Negara juga dipandang perlu membentuk produk hukum khusus yang mengatur hak-hak masyarakat lokal terdampak, termasuk pengawasan serta konsekuensi hukumnya dalam konteks pemensiunan dini PLTU. Selain itu, juga melaksanakan kajian dampak lingkungan dan sosial kembali agar relevan dengan kondisi saat ini.
Pada aspek ketenagakerjaan, negara wajib menjamin dan tegas dalam urusan pemenuhan hak-hak normatif pekerja PLTU dipenuhi sesuai standar dan aturan yang berlaku. Salah satunya, melalui revisi Undang-undang Cipta Kerja karena dalam undang-undang ini banyak hak pekerja yang terampas.
Negara harus mengawasi ketaatan regulasi ketenagakerjaan, menjamin pelibatan pekerja dan serikat pekerja termasuk melindungi kepentingan pekerja, membuat strategi konkret untuk reskilling dan back to work bagi pekerja terdampak.
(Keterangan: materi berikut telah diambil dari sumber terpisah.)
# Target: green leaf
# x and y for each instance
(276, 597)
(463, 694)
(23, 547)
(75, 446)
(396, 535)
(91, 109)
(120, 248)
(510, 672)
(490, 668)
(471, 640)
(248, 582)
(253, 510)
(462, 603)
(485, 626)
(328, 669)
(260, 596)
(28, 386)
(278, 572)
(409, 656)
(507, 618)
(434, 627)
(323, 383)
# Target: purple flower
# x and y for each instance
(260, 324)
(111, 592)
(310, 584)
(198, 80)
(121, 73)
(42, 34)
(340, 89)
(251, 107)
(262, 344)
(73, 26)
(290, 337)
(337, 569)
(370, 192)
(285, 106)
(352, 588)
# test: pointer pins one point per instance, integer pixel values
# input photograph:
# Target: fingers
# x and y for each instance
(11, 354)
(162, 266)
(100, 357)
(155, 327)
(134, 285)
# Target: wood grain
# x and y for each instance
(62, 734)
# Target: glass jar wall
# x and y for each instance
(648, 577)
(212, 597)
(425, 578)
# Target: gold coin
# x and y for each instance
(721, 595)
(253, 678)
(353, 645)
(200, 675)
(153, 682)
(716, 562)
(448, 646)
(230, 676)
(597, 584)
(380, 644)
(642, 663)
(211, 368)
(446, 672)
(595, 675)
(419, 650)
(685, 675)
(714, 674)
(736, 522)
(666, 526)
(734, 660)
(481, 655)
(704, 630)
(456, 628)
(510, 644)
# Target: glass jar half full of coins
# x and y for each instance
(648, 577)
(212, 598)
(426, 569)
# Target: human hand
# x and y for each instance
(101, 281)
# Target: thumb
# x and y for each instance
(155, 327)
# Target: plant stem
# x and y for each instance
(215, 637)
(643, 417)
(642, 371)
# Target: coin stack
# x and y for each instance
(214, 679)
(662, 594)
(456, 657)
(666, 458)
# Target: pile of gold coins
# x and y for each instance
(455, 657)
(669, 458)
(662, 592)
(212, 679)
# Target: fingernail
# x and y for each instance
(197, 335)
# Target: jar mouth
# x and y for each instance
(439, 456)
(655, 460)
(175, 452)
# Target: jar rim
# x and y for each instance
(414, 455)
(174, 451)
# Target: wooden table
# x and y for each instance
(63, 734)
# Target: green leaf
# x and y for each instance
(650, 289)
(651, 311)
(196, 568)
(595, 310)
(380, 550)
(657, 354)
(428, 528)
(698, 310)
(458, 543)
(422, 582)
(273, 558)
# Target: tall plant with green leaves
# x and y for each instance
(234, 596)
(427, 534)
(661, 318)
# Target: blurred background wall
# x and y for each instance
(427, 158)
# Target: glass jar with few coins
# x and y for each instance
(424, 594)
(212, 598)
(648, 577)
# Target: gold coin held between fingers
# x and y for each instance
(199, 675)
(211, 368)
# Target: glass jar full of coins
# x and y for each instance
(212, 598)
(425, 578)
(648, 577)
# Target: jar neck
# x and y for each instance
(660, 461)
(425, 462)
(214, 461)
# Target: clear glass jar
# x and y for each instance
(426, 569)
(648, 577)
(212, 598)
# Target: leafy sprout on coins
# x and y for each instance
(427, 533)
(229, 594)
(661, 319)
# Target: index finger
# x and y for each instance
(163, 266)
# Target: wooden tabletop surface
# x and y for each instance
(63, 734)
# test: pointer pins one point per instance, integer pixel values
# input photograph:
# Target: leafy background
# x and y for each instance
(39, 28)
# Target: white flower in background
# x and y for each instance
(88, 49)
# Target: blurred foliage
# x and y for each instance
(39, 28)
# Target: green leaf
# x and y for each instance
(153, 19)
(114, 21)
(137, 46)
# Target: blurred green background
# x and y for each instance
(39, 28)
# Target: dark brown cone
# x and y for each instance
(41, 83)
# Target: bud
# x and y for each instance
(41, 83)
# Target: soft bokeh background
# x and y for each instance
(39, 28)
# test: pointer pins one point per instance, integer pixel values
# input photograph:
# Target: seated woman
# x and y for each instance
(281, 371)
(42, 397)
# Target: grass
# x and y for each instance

Negara juga harus menjamin kebebasan berserikat bagi pekerja PLTU sebagai perwujudan pemenuhan hak pekerja.
“Lalu yang terakhir itu menjadikan skema just transition sebagai momentum menyamaratakan status pekerja, khususnya PKWT/pekerja outsourcing agar terciptanya transisi energi yang berkeadilan yang benar-benar adil bagi seluruh aspek yang terdampak,” ungkap Maulida.